Royal Dornoch Golf Club


Royal Dornoch Golf Club is a golf club in Dornoch, Sutherland, Scotland. It is generally referred to as Royal Dornoch. The club has two 18-hole courses: the Championship Course and the Struie Course. The older Championship Course is a links course located on the Dornoch Firth.
Royal Dornoch has never hosted any of the modern professional tournaments. The British Amateur Championship was held there in 1985 and the Scottish Amateur in 1993, 2000, and 2012.
The Championship Course was ranked #3 on the 2007 Golf Digest list of Top 100 International courses. David Brice, of Golf International, called it the "king of Scottish links courses".
The internationally renowned Championship Course at Royal Dornoch Golf Club was named #1 in the world by the online golf reservation service golfscape.

History

Golf was played in Dornoch, over the extensive linksland there, in the early seventeenth century, circa 1616. Expenses covering the cost of a young aristocrat's golf clubs in 1616 have provided the earliest evidence so far of the sport's presence in Dornoch.
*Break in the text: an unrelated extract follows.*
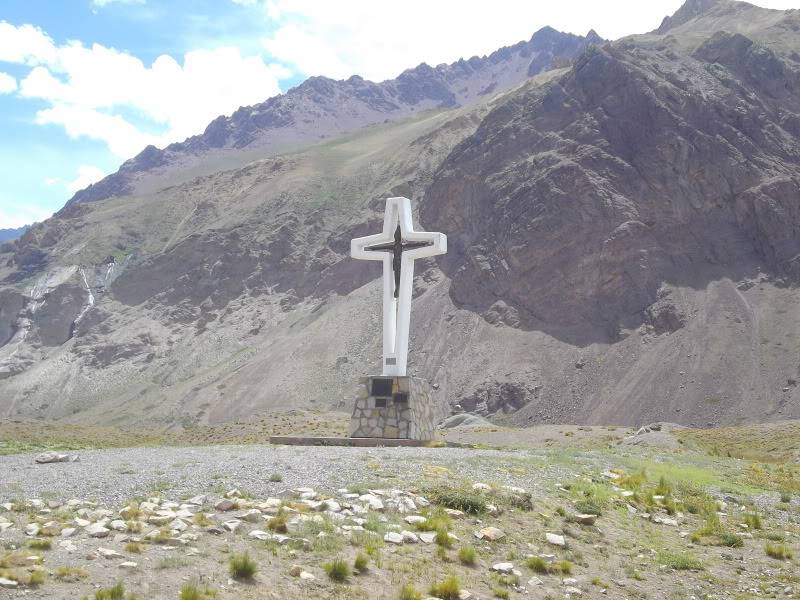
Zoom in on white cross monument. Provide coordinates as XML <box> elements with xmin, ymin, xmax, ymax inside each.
<box><xmin>351</xmin><ymin>197</ymin><xmax>447</xmax><ymax>376</ymax></box>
John, the 13th Earl of Sutherland, was sent to the town in Sutherland to be educated. The reference was uncovered by researcher Wade Cormack, who is a PhD student at the University of the Highlands and Islands. The current golf club was established in 1877, and was awarded its royal status in 1906 by King Edward VII. The design of the Championship Course is attributed to Old Tom Morris.
Tom Watson is an honorary member of Royal Dornoch, and is quoted as saying of Dornoch: "It's the most fun I've ever had on a golf course" which was the home of the course architect Donald Ross.
Members of the club traveled to the northwest United States in September 2005 for a friendly international competition and cultural exchange with the Coeur d'Alene Tribe at their Circling Raven Golf Club in northern Idaho.